Cuando nos mudamos a Greenhill yo estaba embarazada. Le señalé a Robert que todos mis grandes amores habían empezado con un vómito. De hecho, a duras penas podía pensar en otra cosa. Embalé todo lo que había en nuestro apartamento del Village y regalé un montón de cachivaches a los amigos que se quedaban (que se quedaban atrás, pensé compasivamente) en nuestra antigua vida de Nueva York. Robert había dicho que lo organizaría todo para que un grupo de amigos nos ayudara a cargar la furgoneta que habíamos alquilado, pero se olvidó, o ellos se olvidaron, y al final acabamos recurriendo a un par de jóvenes que encontramos en la calle para que nos lo bajaran todo desde nuestro apartamento sin ascensor. Yo misma me había ocupado de embalar, porque a última hora a él le surgieron un montón de cosas en su estudio de la facultad. Cuando el apartamento quedó vacío y tras haberlo limpiado para que el casero no se quedara con nuestro depósito, Robert llevó la furgoneta hasta su estudio y bajó cajas de material de pintura y brazadas de lienzos. Más tarde caí en la cuenta de que Robert no había embalado ni una sola prenda de su ropa, ni una olla o sartén; sólo aquellos artículos esenciales de su estudio. Lo acompañé para quedarme en la furgoneta y moverla en caso de que apareciera la policía o alguna agente de tráfico.

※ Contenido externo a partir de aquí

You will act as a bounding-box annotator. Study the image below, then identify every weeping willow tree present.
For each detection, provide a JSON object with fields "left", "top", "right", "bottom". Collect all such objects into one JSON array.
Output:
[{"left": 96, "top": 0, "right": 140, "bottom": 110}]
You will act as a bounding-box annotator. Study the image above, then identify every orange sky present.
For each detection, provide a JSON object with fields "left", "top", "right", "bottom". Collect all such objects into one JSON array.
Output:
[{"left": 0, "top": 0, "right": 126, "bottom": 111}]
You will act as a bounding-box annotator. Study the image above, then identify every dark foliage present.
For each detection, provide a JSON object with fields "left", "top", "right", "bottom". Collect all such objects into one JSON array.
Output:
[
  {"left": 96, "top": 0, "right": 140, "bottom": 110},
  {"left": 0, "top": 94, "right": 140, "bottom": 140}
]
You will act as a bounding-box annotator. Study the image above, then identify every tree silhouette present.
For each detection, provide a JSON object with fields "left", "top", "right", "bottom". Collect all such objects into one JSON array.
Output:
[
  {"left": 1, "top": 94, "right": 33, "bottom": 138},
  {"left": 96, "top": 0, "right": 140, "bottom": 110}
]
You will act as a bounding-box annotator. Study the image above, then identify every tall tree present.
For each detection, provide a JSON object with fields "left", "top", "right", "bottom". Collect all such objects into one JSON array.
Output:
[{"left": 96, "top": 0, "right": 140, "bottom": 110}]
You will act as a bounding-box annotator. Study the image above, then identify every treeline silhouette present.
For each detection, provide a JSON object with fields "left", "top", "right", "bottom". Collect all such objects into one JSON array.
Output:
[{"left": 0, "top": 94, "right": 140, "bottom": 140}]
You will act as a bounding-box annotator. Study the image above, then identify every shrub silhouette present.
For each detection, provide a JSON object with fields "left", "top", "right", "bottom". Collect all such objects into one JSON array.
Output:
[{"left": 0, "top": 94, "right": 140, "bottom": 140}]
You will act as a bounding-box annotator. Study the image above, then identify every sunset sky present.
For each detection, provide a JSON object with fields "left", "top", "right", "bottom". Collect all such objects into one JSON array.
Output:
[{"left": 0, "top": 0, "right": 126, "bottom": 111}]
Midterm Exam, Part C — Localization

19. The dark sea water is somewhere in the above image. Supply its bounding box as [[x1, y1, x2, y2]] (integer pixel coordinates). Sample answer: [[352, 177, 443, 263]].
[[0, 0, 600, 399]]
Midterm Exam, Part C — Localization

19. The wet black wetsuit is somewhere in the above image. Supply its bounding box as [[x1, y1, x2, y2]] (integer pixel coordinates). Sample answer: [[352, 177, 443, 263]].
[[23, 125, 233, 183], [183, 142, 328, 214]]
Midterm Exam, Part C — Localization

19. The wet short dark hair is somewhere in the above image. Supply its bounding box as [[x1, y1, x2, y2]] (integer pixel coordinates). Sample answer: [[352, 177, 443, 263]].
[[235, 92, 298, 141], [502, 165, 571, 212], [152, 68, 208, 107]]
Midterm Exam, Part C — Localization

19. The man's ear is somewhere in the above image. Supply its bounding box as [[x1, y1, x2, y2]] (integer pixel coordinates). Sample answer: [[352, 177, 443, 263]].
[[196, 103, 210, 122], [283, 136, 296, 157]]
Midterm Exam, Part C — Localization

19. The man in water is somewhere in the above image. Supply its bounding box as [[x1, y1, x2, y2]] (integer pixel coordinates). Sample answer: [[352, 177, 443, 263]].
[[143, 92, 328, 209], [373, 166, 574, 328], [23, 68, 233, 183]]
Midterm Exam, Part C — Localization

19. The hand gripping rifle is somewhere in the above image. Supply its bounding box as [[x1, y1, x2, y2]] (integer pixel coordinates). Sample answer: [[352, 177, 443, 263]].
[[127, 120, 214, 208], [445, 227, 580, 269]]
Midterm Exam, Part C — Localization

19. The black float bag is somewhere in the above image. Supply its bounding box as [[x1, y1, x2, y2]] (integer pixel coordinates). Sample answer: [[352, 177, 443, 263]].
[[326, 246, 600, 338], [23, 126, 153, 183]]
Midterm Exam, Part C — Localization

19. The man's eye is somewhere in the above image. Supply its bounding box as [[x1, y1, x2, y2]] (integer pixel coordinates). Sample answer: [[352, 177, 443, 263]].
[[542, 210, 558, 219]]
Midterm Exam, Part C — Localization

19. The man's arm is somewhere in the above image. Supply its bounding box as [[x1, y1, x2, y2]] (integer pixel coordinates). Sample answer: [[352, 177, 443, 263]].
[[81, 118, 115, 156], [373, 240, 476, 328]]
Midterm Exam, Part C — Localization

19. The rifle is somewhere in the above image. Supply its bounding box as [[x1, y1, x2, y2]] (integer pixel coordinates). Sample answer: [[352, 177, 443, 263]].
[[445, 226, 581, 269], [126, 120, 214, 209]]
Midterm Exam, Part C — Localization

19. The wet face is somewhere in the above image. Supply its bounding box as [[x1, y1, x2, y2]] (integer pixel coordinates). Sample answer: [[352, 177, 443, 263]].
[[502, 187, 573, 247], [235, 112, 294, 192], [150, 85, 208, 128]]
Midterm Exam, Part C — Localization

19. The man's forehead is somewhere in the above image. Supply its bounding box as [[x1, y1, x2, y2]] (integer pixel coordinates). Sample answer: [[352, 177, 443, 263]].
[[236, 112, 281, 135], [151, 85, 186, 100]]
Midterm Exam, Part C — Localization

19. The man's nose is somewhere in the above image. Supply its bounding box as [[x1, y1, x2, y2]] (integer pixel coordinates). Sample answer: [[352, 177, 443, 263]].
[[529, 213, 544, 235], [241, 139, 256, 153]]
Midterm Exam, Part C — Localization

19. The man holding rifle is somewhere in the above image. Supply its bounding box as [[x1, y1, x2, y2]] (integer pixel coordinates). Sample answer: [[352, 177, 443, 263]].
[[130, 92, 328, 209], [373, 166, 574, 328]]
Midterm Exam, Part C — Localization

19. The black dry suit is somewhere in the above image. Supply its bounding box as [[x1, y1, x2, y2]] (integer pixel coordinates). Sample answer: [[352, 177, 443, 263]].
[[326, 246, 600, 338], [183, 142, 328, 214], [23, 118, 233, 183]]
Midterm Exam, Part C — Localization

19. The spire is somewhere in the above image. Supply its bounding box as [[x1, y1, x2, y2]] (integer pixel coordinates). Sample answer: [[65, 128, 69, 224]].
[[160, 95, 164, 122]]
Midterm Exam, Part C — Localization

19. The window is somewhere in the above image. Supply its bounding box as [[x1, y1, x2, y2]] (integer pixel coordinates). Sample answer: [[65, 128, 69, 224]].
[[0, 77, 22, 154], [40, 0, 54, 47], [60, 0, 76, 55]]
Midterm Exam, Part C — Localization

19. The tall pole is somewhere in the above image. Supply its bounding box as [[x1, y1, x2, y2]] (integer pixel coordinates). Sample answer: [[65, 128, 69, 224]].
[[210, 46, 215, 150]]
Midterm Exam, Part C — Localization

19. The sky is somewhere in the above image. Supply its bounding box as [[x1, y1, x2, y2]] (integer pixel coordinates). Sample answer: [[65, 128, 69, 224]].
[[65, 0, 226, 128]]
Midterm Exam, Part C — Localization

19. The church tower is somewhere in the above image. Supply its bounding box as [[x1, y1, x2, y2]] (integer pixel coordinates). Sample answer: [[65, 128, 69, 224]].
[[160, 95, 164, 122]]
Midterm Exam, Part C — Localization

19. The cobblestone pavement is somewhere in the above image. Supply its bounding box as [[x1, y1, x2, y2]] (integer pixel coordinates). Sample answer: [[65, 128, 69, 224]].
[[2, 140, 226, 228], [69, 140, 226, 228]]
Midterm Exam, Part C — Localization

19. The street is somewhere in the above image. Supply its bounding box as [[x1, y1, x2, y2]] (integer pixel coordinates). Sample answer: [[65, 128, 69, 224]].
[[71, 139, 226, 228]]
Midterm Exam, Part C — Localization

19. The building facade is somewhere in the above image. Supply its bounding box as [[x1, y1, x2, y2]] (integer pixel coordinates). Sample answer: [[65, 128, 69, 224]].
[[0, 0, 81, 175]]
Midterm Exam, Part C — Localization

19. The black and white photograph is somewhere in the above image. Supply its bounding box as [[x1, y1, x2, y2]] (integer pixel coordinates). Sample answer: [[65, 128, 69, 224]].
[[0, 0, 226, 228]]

Allí sentada, con el sol de agosto cayendo a plomo sobre el volante, me acaricié la barriga, que ya estaba hinchada, no por el bebé del tamaño de un cacahuete que aparecía en los carteles del hospital, sino de comer y vomitar, de mi nueva dejadez y debilidad, mi falta de interés por controlarlo todo. Al deslizar mi mano sobre el vientre sentí que me embargaba un anhelo por la persona que crecía en mi interior y por la vida que estaba por llegar. Era un sentimiento que me resultaba desconocido, e incluso se lo oculté a Robert, más que nada porque no habría sido capaz de explicárselo. Cuando bajó con la última tanda de cajas cochambrosas y el último caballete, le lancé una mirada a través de la ventanilla de la furgoneta y lo vi alegre y rebosante de energía y una individualidad que nada tenía que ver conmigo. No estaba pensando en nada más que en recoger aquellos fragmentos de su antigua vida y embutirlos en la parte trasera del vehículo con nuestros deprimentes muebles. En aquel momento, más que nunca, empecé a sentir que me había equivocado, y fue como si mi hijo me hubiera susurrado: «¿Cuidará papá de nosotros?»

5 de noviembre de 1877

Mon cher oncle:

Le ruego que no malinterprete el hecho de que no le haya respondido antes; su hermano, su sobrino y dos de los criados (la mayor parte de la casa, en pocas palabras) pillaron un tremendo catarro, por lo que anduve muy atareada. Pero, en realidad, no es nada grave por lo que deba usted preocuparse; de lo contrario, le hubiera escrito mucho antes. Todos están mejorando, y su hermano ha reanudado sus saludables paseos por el Bois de Boulogne con su criado. Estoy segura de que Yves irá hoy con él, ya que Yves, como usted, está siempre pendiente de la salud de papá. Hace ya tiempo que terminamos el libro nuevo que usted nos mandó, y estoy leyendo a Thackeray, que también le leo a papá en voz alta. Ahora mismo no puedo contarle muchas novedades, ya que ando muy ocupada, pero pienso en usted con afecto.

Béatrice de Clerval

20

Kate

Paramos a comer a unos cuantos kilómetros al norte de Washington, en un área de descanso, y de paso estiramos las piernas. Empecé a tener calambres en los pies, de tanto pensar en ellas. El área de descanso tenía mesas de picnic y un robledal; Robert inspeccionó el suelo en busca de excrementos de perro y luego se tumbó y se puso a dormir. Había estado en su estudio hasta tarde, embalando cosas, y después despierto hasta tarde, al parecer dibujando algo y bebiendo coñac, lo que detecté por su olor cuando se desplomó entre las sábanas aún por embalar de nuestra cama. Debería conducir yo, pensé, por si él corría el riesgo de quedarse dormido al volante.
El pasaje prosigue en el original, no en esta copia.